While our DIRLSH method may not consistently surpass all other methods in deepfake image recognition accuracy, it generally performs better than most in terms of accuracy, as illustrated in Figure 2. Our DIRLSH method exhibits significantly higher time efficiency compared with other methods, demonstrating swift deepfake image recognition, particularly in a big data context. Consequently, we contend that DIRLSH is the optimal choice when considering the overall performance metrics, which include both time efficiency and recognition accuracy.
5. Conclusion
In this paper, we proposed a novel approach to deepfake detection in the competitive industry using LSH combined with CNNs. The primary goal was to enhance the efficiency and accuracy of detecting manipulated media, particularly in scenarios where large datasets, such as videos, are analyzed in real-time. In concrete, our method utilizes CNNs to extract high-dimensional feature vectors from athletic celebrities images and videos, which are then processed by LSH to generate hash codes that allow for efficient nearest-neighbor searches in high-dimensional spaces. By mapping similar frames into the same hash buckets, our approach significantly speeds up the retrieval of matching frames, making it ideal for handling the large volumes of media generated in the competitive industry. Experimental results demonstrate that the proposed system achieves promising performance in terms of both accuracy and computational efficiency when compared to state-of-the-art methods.

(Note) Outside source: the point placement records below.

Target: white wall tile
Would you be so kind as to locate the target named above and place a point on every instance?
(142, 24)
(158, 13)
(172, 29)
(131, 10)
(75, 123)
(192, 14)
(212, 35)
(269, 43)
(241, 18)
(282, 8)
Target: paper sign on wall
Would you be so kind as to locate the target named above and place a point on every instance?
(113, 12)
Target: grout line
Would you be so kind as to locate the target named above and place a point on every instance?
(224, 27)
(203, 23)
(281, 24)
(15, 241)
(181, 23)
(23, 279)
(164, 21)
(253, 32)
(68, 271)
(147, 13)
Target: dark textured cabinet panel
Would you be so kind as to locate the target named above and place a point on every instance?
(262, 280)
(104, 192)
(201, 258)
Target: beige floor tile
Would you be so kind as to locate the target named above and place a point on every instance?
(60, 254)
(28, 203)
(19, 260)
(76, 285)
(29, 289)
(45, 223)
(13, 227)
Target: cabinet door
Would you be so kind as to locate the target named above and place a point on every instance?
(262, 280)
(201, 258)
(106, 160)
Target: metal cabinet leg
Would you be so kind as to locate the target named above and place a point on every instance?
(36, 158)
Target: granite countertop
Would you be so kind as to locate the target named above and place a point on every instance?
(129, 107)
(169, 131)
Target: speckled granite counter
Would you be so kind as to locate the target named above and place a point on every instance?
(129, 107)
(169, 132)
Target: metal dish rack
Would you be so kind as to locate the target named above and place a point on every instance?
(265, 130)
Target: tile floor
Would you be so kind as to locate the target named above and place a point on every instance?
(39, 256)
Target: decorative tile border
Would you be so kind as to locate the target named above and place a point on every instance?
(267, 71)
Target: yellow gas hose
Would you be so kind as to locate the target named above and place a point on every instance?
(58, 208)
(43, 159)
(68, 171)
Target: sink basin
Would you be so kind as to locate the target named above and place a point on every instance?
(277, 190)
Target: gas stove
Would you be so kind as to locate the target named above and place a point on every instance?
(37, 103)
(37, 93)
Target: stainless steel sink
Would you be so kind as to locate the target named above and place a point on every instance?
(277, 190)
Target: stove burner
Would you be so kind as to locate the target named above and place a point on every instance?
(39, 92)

In the future work, we will further improve our proposal in this paper by introducing more context factors such as time and location. In addition, how to minimize the false-positive and false-negative probability incurred by the inherent limitation of LSH technique adopted in this paper is still another research topic that calls for intensive study in the future work.
Conflicts of Interest
The authors declare no conflicts of interest.
Funding
The authors have nothing to report.
Open Research
Data Availability Statement
The data that support the findings of this study are available from the corresponding author upon reasonable request.